Il en est de même pour les crises, pour les purgations naturelles, pour la nutrition, pour la répartition des aliments et pour toute congestion.

Enfin, dans toutes les parties de la médecine, physiologie, pathologie, séméiotique, thérapeutique, que de problèmes peuvent être résolus à l’aide de cette vérité et de cette lumière ! que de doutes peuvent être aplanis ! que d’obscurités élucidées ! En repassant tout cela dans mon esprit, je trouve un vaste champ que je pourrais parcourir, et où je pourrais m’étendre au point que cette œuvre dépasserait bientôt, malgré moi, les dimensions de ce volume. Mais peut-être la science me manquerait-elle pour l’achever.

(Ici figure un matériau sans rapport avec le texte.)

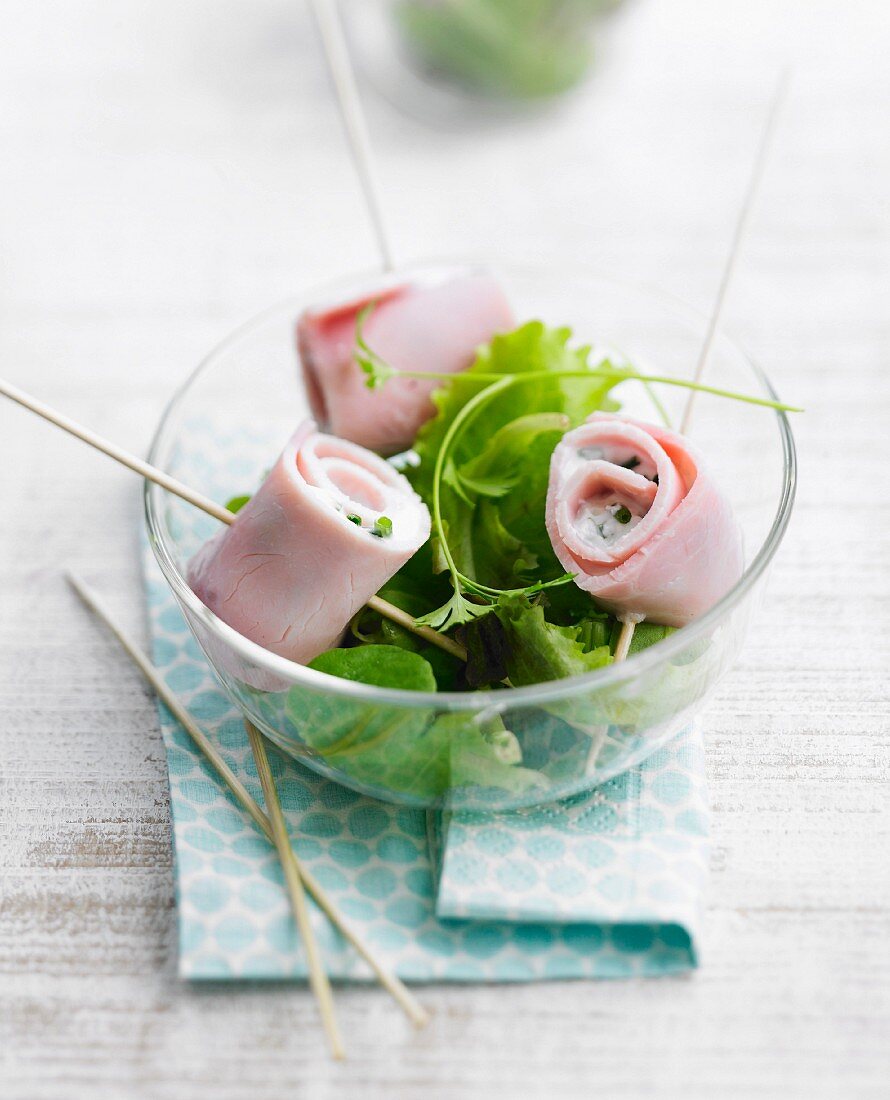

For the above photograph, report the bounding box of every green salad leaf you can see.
[409,321,626,630]
[226,493,251,515]
[494,596,612,688]
[285,645,547,801]
[309,646,436,691]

Je me contenterai ici (voyez le chapitre suivant), par une comparaison anatomique de leur constitution, d’assigner au cœur et aux artères leurs vraies fonctions et leurs vraies causes. De quelque côté que je me tourne, je trouve une grande quantité de faits qui sont éclairés par cette vérité et qui la rendent plus évidente. C’est pourquoi je voudrais avant tout la voir confirmée et agrandie par les arguments anatomiques.

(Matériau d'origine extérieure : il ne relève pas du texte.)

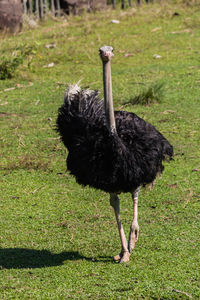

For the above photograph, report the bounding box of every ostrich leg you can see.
[110,194,130,263]
[128,187,140,253]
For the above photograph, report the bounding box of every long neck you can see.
[103,60,116,133]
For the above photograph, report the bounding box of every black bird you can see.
[57,46,173,262]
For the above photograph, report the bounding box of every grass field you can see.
[0,1,200,299]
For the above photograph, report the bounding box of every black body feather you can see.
[57,86,173,193]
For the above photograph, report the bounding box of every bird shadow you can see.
[0,248,112,269]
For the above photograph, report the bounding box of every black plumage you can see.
[57,85,173,193]
[57,46,173,262]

Parmi nos observations, il en est une qu’il ne sera pas déplacé, je crois, de rapporter ici. Elle a trait aux fonctions de la rate. À la partie supérieure de la veine splénique qui va au pancréas, naissent les veines coronaire gastrique et gastroépiploïque, qui se distribuent à l’estomac, comme les veines mésaraïques à l’intestin, par une grande quantité de petites ramifications. De la partie inférieure de cette veine splénique part la veine hémorrhoïdale qui va jusqu’au colon et au rectum. Ainsi cette veine splénique reçoit, d’une part, le suc de l’estomac, suc imparfait, aqueux et léger, dont la chylification est incomplète, d’autre part, le sang épais et grossier qui vient des fèces. Ces éléments si différents se trouvent convenablement tempérés par un tel mélange, et la nature a ajouté à ces deux sucs, d’une élaboration si difficile, malgré leur nature si dissemblable, une grande quantité de sang très chaud et qui vient en abondance de la rate nourrie par une multitude d’artères. Elle les envoie au foie mieux préparés, et corrige et compense par cette disposition le défaut de ces deux extrêmes.